In the 1780s, a boat shipwrecked off the coast of Hadawax Island which is in the Aleutian Islands of Alaska --- and a few stowaway rats made their way from the ship onto the island, resulting in a mass infestation so great – the island was eventually re-named: Rat Island.
After their arrival, the rats decimated the local bird population – by eating eggs, chicks, and even adult birds.
Over two hundred years later – in 2008 – a group called Island Conservation, finally intervened and successfully removed all the rats from the island. I don’t know how – maybe with lots of rat traps or people running around with nets. However they did it – it was done with the efficiency of St. Patrick driving the snakes out of Ireland!
Since then, most of the local bird life has recovered, with many species returning to the island that haven’t been seen there for many years.
It was an extraordinary recovery and a great victory for wildlife conservation.
We all have rats in our lives: bad habits that are destructive to ourselves and others.
As Darren Poke told us – it’s easy to develop bad habits that start small and slowly get bigger until they take over our lives and we become defined by them.
BUT IT IS NEVER TOO LATE TO DEAL WITH THEM! And Lent is a most excellent time to do so. Through the disciplines of prayer, fasting and almsgiving—let’s make the changes that we know we need to make in order to drive some bad habits – rats if you will – out of our lives.
Let’s ask for forgiveness. Let’s ask for mercy. Let’s ask for the grace, the help that we need – to create new habits that are more aligned with our goal of following after Christ and imitating his actions in our lives.

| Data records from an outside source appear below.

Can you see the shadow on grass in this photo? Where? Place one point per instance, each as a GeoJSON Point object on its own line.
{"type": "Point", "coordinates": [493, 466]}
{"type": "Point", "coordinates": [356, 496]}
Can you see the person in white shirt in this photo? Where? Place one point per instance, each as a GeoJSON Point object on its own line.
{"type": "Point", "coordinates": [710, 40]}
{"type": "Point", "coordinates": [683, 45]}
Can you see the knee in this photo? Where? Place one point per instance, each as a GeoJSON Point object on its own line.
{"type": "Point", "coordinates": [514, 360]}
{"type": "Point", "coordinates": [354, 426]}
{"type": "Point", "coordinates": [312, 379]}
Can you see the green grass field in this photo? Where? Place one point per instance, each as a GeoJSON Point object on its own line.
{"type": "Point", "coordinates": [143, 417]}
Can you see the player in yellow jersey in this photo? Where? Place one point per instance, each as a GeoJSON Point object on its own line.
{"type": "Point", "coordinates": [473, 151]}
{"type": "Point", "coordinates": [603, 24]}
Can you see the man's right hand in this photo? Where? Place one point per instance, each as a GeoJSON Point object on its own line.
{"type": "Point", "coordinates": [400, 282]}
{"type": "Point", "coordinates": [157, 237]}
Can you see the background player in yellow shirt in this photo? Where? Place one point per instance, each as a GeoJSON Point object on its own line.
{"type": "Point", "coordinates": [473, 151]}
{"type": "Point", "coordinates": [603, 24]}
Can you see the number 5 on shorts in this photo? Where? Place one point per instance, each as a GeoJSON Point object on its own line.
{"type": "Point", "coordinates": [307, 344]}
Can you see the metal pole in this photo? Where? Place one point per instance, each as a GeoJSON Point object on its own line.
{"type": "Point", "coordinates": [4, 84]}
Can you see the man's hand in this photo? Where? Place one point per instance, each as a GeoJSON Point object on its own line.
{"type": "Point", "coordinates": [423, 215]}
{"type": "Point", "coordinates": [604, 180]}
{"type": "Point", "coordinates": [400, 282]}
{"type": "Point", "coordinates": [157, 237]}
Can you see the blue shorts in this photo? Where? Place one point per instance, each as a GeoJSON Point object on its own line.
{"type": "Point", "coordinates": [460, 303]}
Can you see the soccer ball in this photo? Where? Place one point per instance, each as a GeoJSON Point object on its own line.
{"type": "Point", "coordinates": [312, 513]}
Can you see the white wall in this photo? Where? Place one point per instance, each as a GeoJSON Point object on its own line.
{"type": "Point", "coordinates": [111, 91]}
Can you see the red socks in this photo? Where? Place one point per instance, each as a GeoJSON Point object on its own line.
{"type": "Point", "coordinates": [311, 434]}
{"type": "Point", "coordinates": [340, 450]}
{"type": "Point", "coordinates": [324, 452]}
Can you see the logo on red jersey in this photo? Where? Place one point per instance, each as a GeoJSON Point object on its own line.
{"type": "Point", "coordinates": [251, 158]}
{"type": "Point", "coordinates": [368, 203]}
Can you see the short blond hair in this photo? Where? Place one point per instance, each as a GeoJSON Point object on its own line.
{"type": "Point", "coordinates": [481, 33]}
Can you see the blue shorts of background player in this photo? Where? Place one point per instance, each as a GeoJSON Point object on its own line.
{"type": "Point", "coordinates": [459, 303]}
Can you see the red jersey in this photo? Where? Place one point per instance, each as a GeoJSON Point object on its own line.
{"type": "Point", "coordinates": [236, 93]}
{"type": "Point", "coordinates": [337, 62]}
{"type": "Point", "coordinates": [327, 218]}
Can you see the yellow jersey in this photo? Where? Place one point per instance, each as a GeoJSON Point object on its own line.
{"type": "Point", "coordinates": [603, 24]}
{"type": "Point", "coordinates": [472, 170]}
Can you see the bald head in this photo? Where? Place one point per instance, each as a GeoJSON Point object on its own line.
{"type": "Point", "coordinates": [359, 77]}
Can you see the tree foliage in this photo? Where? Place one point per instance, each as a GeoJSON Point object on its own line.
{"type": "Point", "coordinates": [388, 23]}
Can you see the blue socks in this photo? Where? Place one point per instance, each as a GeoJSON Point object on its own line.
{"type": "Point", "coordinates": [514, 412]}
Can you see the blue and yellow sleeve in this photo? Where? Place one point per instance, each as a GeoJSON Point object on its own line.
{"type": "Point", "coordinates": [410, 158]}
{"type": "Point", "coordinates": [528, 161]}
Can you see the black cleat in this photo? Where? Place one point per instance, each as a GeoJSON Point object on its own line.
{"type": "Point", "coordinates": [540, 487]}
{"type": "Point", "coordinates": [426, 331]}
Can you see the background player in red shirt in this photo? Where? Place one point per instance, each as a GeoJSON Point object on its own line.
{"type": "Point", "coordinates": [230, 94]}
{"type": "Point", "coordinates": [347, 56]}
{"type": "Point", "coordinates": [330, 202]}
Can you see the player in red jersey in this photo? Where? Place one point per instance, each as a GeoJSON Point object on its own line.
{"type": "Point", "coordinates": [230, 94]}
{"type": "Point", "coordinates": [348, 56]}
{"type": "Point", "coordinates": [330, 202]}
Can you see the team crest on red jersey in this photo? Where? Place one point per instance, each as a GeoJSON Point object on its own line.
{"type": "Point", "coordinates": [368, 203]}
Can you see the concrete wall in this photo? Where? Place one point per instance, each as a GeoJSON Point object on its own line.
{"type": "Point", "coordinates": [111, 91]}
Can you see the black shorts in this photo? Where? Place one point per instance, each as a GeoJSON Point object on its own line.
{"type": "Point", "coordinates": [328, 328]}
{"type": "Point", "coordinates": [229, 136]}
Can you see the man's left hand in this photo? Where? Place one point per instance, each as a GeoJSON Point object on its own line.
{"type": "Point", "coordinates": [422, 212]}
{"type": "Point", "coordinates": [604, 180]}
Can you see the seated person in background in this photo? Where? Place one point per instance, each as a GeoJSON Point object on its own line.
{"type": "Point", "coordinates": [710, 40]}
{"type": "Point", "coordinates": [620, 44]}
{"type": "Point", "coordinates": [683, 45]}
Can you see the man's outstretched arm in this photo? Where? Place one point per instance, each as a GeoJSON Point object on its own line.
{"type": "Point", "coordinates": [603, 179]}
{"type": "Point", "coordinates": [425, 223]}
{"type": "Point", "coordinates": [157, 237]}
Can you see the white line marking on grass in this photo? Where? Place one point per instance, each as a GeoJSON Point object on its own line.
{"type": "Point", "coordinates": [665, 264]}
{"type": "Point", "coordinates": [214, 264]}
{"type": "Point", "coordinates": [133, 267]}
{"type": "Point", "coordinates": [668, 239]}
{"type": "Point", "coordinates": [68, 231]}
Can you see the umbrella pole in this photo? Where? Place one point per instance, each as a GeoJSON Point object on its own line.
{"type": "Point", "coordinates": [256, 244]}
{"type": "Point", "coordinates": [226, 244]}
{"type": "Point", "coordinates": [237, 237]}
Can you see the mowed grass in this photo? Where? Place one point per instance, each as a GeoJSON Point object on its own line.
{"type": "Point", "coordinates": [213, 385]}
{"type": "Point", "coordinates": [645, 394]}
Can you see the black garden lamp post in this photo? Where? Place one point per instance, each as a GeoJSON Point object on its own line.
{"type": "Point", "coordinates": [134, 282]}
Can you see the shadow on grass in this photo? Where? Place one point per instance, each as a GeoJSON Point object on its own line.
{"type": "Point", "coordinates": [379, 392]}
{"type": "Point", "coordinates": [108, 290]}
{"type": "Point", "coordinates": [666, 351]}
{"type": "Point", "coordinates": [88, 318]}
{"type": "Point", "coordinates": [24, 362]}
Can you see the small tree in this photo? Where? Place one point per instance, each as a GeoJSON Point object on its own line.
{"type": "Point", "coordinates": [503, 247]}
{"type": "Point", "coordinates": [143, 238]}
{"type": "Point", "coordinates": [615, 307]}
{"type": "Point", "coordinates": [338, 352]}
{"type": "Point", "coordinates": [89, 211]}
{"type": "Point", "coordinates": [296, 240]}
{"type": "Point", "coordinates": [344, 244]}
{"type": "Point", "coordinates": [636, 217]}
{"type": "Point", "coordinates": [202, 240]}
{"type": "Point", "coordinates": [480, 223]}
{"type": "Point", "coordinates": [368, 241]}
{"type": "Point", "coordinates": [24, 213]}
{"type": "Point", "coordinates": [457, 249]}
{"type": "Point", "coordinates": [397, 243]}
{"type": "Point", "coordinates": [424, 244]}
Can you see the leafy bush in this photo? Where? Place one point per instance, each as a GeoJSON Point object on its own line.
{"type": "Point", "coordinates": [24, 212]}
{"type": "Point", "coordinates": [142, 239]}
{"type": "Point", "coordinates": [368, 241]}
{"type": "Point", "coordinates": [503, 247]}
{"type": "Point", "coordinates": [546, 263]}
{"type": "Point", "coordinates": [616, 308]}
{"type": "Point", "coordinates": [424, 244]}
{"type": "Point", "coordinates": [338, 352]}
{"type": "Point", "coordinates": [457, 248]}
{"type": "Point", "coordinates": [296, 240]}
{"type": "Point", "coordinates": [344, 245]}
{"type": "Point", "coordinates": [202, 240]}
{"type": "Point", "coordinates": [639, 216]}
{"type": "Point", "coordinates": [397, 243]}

Let’s use the disciplines of prayer, fasting and almsgiving to get rid of our rats and get back on the right track of turning away from evil and doing good – of seeking after peace and pursuing it.
It won’t happen unless we make a commitment to do it – just like we have been challenged so far this Lent – to spend time in the desert --- and to commit to climbing the mountain. . .
ANNOUNCEMENT AFTER COMMUNION:
Today I received my second covid shot –and I encourage all of you to receive a vaccine. It’s not that I am going to start living recklessly – but I will feel a little safer doing the things I have to do – like going into hospitals and care centers.
For all of you still at home – know that we are anxiously awaiting your return to us – but only when you feel safe and confident to do so.
I would like to thank everyone for the fantastic job you are doing on continuing to support us financially at St. Patrick. Whether you are here or not—we still have bills to pay – mostly salaries to our teachers and others who minister in the parish.
If nothing else, the pandemic has taught us the importance of electronic giving – and remember you can always donate using your credit card so you pick up a few points along the way!
Our school enrollment is already strong for next year – we are staying current on our debt payments – so are looking forward to great things continuing to happen here at St. Pats – all thanks to you!